Assuming I am doing statevector simulations, I need to compute an inner product of the type
$$ X_b = \langle\psi | I_0^{\otimes (n-1)} \otimes X | \psi \rangle, $$
where $\psi$ is a generic input state (also $| \textbf{0} \rangle$) with real amplitudes, $n$ is the size of the computational basis with $N_q = log_2 n$ qubits, $I_0$ is the following matrix
$$ I_0 = \begin{bmatrix} 1& 0 \\ 0 & 0 \end{bmatrix}, $$
so that $I_0^{\otimes (n-1)}$ is all zero except for the leftmost upper entry (which is 1), and $X$ the Pauli matrix
$$ H = \begin{bmatrix} 0& 1 \\ 1 & 0 \end{bmatrix}. $$
As you see, $I_0^{\otimes (n-1)} \otimes X$ is not unitary, but I found out on Github a code to actually compute $X_b$ (https://github.com/ToyotaCRDL/VQAPoisson).

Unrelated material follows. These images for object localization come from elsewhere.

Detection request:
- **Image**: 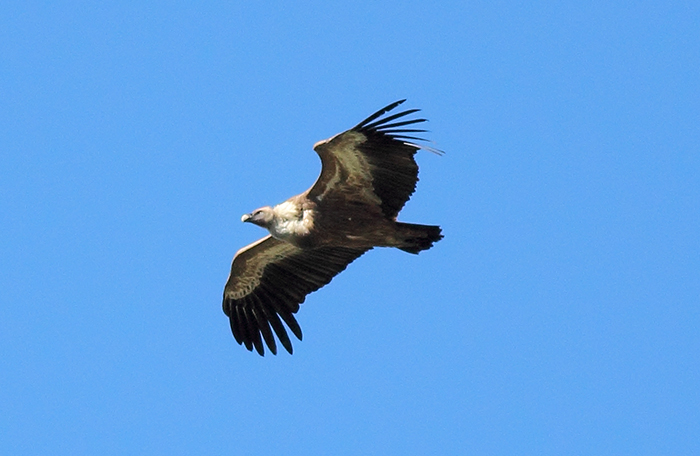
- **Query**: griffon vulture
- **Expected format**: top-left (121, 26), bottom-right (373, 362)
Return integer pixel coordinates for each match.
top-left (223, 100), bottom-right (443, 355)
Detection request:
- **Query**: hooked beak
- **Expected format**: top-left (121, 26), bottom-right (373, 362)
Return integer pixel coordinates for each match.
top-left (241, 213), bottom-right (252, 223)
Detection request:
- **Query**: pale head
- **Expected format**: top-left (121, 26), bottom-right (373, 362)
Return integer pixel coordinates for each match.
top-left (241, 206), bottom-right (275, 228)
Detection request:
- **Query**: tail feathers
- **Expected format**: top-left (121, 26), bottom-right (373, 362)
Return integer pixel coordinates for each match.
top-left (396, 222), bottom-right (443, 254)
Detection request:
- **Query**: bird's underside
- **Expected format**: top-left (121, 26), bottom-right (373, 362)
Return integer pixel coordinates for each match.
top-left (223, 100), bottom-right (443, 355)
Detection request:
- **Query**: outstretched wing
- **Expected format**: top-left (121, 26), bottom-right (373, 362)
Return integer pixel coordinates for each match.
top-left (308, 99), bottom-right (440, 219)
top-left (223, 235), bottom-right (369, 356)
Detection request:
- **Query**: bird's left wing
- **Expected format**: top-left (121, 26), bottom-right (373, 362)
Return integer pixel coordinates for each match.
top-left (308, 100), bottom-right (440, 219)
top-left (223, 235), bottom-right (369, 355)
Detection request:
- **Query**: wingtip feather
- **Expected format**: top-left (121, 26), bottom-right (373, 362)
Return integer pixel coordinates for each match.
top-left (353, 99), bottom-right (407, 129)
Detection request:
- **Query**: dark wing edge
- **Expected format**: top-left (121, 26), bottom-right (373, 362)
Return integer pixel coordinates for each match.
top-left (352, 100), bottom-right (444, 156)
top-left (223, 237), bottom-right (369, 356)
top-left (354, 100), bottom-right (443, 218)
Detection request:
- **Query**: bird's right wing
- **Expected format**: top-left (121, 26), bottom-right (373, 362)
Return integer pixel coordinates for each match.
top-left (223, 235), bottom-right (369, 356)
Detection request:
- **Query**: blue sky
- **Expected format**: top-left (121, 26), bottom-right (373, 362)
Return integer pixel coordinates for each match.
top-left (2, 1), bottom-right (699, 454)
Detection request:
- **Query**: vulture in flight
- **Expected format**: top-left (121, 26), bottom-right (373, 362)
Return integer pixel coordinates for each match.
top-left (223, 100), bottom-right (443, 355)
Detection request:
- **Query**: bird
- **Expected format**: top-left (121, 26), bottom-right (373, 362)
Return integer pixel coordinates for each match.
top-left (223, 100), bottom-right (443, 355)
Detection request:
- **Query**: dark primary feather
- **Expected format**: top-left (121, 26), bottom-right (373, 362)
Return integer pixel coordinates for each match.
top-left (350, 101), bottom-right (430, 218)
top-left (356, 101), bottom-right (443, 154)
top-left (361, 108), bottom-right (421, 130)
top-left (353, 99), bottom-right (409, 129)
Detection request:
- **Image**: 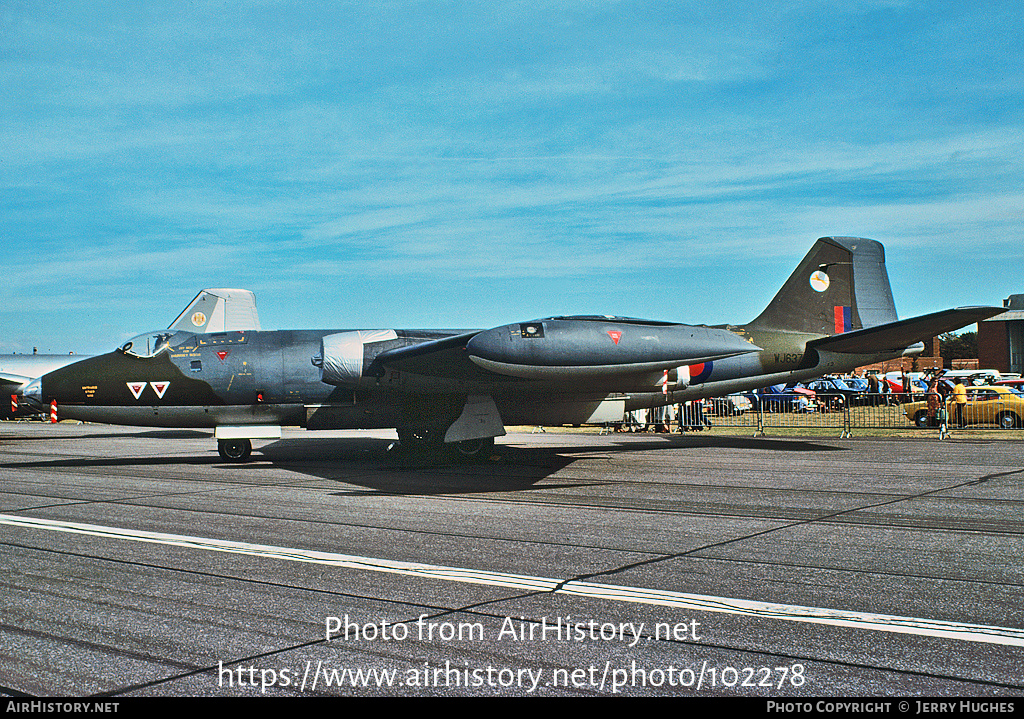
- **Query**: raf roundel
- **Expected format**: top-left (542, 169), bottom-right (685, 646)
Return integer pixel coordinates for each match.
top-left (809, 270), bottom-right (830, 293)
top-left (689, 362), bottom-right (714, 384)
top-left (191, 312), bottom-right (207, 327)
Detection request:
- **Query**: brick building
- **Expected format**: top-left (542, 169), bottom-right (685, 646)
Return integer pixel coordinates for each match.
top-left (978, 294), bottom-right (1024, 375)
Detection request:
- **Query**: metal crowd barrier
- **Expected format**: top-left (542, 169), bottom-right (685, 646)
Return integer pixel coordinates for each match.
top-left (704, 393), bottom-right (851, 437)
top-left (651, 392), bottom-right (1024, 437)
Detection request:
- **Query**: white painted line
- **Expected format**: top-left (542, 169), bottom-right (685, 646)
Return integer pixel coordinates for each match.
top-left (4, 513), bottom-right (1024, 647)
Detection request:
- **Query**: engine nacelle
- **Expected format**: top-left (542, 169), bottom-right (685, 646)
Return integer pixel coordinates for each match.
top-left (464, 318), bottom-right (757, 380)
top-left (315, 330), bottom-right (397, 385)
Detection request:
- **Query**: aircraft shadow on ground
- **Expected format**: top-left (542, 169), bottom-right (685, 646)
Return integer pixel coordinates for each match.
top-left (257, 437), bottom-right (584, 495)
top-left (254, 434), bottom-right (847, 495)
top-left (0, 432), bottom-right (846, 496)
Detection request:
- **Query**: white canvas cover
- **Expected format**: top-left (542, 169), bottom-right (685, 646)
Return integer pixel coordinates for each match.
top-left (319, 330), bottom-right (398, 385)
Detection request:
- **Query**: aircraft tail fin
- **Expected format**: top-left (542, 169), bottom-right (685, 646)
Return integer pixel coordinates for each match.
top-left (168, 289), bottom-right (262, 333)
top-left (746, 237), bottom-right (898, 335)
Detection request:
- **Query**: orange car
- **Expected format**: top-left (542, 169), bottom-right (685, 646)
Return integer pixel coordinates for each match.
top-left (904, 385), bottom-right (1024, 429)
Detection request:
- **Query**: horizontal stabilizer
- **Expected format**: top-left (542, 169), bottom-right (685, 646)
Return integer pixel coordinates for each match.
top-left (808, 307), bottom-right (1004, 355)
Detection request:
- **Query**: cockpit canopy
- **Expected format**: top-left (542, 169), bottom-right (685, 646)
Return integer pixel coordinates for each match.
top-left (119, 331), bottom-right (196, 358)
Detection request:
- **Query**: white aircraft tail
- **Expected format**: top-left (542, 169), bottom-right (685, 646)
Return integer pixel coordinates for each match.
top-left (168, 289), bottom-right (262, 333)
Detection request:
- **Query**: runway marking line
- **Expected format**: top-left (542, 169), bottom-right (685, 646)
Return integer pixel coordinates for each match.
top-left (4, 512), bottom-right (1023, 648)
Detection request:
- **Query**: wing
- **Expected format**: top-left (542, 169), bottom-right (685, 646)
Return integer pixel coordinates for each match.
top-left (369, 319), bottom-right (760, 382)
top-left (0, 371), bottom-right (31, 387)
top-left (368, 331), bottom-right (510, 381)
top-left (0, 355), bottom-right (92, 388)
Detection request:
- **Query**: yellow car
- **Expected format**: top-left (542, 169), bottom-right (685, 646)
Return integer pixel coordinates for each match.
top-left (904, 385), bottom-right (1024, 429)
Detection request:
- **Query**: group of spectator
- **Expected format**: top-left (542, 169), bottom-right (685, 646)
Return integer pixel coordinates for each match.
top-left (923, 370), bottom-right (969, 428)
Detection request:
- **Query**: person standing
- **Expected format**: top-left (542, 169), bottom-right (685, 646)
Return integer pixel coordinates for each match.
top-left (926, 375), bottom-right (941, 427)
top-left (953, 378), bottom-right (968, 427)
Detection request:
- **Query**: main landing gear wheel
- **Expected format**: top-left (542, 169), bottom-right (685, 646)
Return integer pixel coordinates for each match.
top-left (218, 438), bottom-right (252, 462)
top-left (453, 436), bottom-right (495, 459)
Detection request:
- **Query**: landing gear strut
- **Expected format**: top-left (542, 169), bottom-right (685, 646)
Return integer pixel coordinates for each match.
top-left (396, 426), bottom-right (445, 451)
top-left (218, 438), bottom-right (252, 462)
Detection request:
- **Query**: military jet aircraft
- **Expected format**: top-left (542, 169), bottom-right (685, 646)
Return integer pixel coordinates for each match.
top-left (21, 237), bottom-right (1000, 461)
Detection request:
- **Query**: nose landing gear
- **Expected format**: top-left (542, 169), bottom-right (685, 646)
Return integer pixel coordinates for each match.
top-left (218, 438), bottom-right (252, 462)
top-left (214, 426), bottom-right (281, 462)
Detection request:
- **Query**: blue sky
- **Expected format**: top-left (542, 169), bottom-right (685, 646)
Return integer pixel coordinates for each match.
top-left (3, 1), bottom-right (1022, 354)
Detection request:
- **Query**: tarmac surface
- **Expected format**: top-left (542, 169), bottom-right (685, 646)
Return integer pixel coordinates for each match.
top-left (2, 422), bottom-right (1023, 697)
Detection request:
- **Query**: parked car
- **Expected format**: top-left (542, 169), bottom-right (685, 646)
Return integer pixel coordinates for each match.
top-left (803, 377), bottom-right (867, 407)
top-left (881, 372), bottom-right (928, 398)
top-left (742, 384), bottom-right (814, 413)
top-left (903, 385), bottom-right (1024, 429)
top-left (709, 394), bottom-right (753, 416)
top-left (941, 369), bottom-right (1005, 386)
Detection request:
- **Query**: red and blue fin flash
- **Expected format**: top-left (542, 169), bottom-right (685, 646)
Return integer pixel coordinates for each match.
top-left (833, 306), bottom-right (852, 334)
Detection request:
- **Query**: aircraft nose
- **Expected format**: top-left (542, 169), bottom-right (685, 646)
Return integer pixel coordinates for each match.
top-left (21, 377), bottom-right (42, 407)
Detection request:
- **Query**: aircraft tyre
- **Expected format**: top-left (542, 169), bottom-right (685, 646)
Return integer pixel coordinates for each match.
top-left (914, 410), bottom-right (929, 428)
top-left (452, 436), bottom-right (495, 460)
top-left (218, 438), bottom-right (252, 462)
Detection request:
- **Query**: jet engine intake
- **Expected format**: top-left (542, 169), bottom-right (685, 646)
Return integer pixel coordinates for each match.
top-left (315, 330), bottom-right (398, 385)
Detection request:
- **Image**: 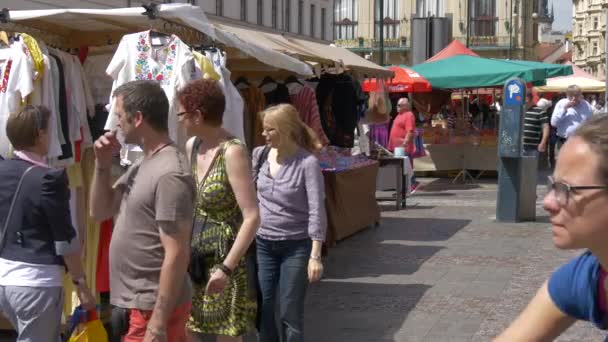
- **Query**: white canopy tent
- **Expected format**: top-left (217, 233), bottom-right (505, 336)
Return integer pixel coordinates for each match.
top-left (2, 3), bottom-right (314, 76)
top-left (2, 3), bottom-right (391, 78)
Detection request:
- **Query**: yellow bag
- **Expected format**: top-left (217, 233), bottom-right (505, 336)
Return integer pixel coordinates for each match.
top-left (66, 306), bottom-right (108, 342)
top-left (68, 319), bottom-right (108, 342)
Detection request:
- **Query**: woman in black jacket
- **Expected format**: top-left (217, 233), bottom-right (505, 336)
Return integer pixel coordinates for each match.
top-left (0, 105), bottom-right (95, 341)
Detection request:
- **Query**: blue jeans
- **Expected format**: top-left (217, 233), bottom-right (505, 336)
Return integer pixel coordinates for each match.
top-left (256, 237), bottom-right (312, 342)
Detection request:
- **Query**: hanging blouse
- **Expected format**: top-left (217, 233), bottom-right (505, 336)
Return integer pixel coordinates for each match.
top-left (0, 47), bottom-right (34, 158)
top-left (289, 85), bottom-right (330, 146)
top-left (83, 52), bottom-right (114, 105)
top-left (104, 30), bottom-right (194, 145)
top-left (192, 50), bottom-right (220, 81)
top-left (206, 49), bottom-right (245, 143)
top-left (239, 86), bottom-right (266, 148)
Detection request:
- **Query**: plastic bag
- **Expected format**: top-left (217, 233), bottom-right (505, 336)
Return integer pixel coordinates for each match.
top-left (65, 306), bottom-right (108, 342)
top-left (411, 129), bottom-right (427, 159)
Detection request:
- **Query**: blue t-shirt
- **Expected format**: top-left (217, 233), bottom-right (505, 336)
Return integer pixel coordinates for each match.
top-left (548, 251), bottom-right (607, 329)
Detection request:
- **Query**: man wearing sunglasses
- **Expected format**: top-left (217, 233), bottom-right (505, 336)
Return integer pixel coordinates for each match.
top-left (550, 85), bottom-right (593, 153)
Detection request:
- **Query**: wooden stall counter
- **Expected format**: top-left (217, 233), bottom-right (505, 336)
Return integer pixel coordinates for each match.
top-left (323, 162), bottom-right (380, 246)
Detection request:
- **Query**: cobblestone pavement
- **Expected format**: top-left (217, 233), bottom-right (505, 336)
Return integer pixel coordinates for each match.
top-left (304, 177), bottom-right (605, 342)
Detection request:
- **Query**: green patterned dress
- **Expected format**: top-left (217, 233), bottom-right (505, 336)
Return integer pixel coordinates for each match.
top-left (187, 139), bottom-right (257, 336)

It does the following: first it considers the input state as it is. Then, it simply computes the difference between the first amplitude and the second one - with no ancilla and no additional gates. In Qiskit code:
# create your circuit for \psi...
sv = self.qinstance.execute(qc).get_statevector(qc)
X_b = np.real(sv[0]*sv[0].conjugate()) - np.real(sv[1]*sv[1].conjugate())
So, my question is: why? If I directly compute $X_b$ with algebra, i obtain $2\psi_1\psi_2$, which is different from $\psi_1^2 - \psi_2^2$. The second question is: is it possible to modify the Hadamard test so that I can compute $X_b$?